The proceeding can be commenced in any court of any State/Territory, or the Federal Court (which has registries in each State/Territory). The court that is chosen depends on:
- the amount that is sought (most courts have monetary jurisdictional limits, which means that they can only decide matters up to a certain value)
- the location of assets that can be used to satisfy the judgment, and
- whether the foreign judgment is to be used for some purpose other than to satisfy the money owing (e.g. for use in a bankruptcy or winding up proceeding).
Unlike registration, a proceeding under the common law cannot be instituted in the absence of the other party. As such, the proceeding must be served on the judgment creditor. There are special requirements if a person is to be served outside of Australia.
What does the judgment creditor need to prove?
To successfully recognise a judgment, it is necessary to prove four matters:
- the parties are the same parties as in the foreign judgment: This would appear to exclude enforcement against a subsidiary or holding company of the judgment debtor, although that issue has not been specifically considered. As with registration, it is possible for an assignee of the foreign judgment to enforce it
- the judgment is for a fixed debt: This is no different to the requirement for a ‘money judgment’ under the Act
- the foreign judgment is final and conclusive: As under the Act, a foreign judgment is final even if it can it is subject to an actual or potential appeal, and
- the foreign court validly exercised jurisdiction over the judgment debtor: This might occur if the judgment debtor:
- was present in the foreign court’s jurisdiction when he/she was served with the initiating process (even if only temporarily)
- was domiciled or ordinarily resident in the foreign court’s jurisdiction, or
- voluntarily submitted to the foreign court’s jurisdiction, either by prior agreement (e.g. a jurisdiction clause in a contract) or by a voluntary appearance in the Court (but an appearance to contest the court’s jurisdiction is not sufficient to show the court exercised jurisdiction over the person).
An application to enforce a foreign judgment must be made within a designated time limit, which varies amongst the States and Territories. It is important to act quickly as the time limit could be as short as 12 months.
Can a judgment debtor oppose enforcement?
A judgment debtor can oppose enforcement on a number of grounds which include that:
- the judgment was obtained by fraud
- the foreign court acted contrary to natural justice, and
- the foreign judgment is estopped by an earlier inconsistent local judgment.
What happens if the judgment creditor is successful?

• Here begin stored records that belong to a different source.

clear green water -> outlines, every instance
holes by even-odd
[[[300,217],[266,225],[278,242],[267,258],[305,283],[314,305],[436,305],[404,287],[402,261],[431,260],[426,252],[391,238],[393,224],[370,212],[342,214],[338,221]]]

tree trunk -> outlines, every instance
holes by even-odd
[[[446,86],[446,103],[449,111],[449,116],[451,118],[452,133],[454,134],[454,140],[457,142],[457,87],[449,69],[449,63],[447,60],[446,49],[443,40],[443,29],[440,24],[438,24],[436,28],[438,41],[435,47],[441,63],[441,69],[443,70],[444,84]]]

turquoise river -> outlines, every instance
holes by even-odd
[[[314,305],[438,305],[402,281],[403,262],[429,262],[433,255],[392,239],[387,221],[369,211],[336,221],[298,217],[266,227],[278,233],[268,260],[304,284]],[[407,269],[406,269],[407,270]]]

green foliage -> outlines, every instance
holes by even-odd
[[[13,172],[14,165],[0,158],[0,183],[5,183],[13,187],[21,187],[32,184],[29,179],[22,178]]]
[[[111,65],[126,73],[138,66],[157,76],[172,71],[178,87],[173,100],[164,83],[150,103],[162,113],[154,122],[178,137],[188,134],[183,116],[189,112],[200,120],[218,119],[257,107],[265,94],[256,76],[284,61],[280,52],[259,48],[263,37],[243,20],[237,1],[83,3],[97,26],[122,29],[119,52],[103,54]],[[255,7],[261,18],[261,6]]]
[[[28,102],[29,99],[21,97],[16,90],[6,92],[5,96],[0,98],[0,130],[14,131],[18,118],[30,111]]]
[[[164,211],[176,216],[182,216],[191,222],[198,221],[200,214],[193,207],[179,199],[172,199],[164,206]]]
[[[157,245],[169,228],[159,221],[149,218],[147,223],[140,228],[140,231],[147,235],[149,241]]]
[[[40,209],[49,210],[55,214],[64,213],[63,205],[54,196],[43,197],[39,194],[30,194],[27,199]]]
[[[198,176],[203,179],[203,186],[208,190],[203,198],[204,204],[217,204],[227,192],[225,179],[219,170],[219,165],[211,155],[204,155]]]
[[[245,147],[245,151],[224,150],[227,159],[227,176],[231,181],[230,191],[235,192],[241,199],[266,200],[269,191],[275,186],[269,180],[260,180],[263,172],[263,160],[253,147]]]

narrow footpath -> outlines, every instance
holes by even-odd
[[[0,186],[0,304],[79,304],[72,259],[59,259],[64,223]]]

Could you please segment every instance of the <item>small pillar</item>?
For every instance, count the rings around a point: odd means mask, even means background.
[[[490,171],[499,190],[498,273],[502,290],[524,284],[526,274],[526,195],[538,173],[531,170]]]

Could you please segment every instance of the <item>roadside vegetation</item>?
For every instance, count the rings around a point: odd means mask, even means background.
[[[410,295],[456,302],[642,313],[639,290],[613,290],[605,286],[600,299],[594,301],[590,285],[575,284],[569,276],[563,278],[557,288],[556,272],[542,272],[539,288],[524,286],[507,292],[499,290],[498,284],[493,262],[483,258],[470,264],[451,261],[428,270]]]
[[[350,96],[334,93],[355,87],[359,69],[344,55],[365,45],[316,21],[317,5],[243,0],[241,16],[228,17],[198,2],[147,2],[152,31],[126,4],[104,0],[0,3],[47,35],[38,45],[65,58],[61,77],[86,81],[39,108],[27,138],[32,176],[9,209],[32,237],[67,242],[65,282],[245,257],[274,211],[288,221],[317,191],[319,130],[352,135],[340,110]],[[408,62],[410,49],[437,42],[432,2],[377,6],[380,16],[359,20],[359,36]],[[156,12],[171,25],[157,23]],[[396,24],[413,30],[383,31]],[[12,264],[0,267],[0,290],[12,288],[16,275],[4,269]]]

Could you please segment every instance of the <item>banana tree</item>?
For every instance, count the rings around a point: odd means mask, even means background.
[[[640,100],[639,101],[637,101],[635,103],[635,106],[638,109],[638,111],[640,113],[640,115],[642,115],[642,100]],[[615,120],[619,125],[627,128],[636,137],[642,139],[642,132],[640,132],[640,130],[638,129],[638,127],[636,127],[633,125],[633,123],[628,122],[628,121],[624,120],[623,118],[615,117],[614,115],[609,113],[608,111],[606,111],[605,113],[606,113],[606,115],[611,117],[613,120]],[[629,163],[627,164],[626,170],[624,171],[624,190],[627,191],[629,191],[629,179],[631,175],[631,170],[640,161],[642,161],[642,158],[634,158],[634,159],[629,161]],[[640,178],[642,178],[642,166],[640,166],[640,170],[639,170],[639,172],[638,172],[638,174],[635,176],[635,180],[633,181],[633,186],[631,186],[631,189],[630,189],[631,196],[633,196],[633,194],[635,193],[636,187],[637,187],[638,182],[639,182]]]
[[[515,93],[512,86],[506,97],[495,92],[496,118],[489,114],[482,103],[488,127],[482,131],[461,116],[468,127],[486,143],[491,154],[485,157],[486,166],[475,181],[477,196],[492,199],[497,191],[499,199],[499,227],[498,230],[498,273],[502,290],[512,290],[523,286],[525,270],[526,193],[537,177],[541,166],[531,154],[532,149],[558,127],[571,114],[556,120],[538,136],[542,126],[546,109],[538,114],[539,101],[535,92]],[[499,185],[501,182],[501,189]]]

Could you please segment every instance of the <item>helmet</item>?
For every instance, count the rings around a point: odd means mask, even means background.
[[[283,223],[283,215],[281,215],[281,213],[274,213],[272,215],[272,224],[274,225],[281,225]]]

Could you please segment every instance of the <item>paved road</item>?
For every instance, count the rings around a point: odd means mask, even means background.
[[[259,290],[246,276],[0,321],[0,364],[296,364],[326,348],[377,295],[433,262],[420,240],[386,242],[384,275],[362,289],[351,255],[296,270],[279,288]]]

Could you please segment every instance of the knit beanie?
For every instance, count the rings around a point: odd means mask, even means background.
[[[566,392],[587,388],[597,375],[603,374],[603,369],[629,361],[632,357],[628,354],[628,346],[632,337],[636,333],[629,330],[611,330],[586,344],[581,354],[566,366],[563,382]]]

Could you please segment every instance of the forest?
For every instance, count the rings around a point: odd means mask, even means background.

If the judgment creditor proves the four matters above, and there are no grounds on which the judgment debtor can successful oppose registration, the Australian court will make a judgment in the same terms of the foreign judgment (i.e. it will order the judgment debtor to pay the judgment creditor the amount awarded in the foreign judgment). This judgment can then be enforced in the same way as any other judgment of the court.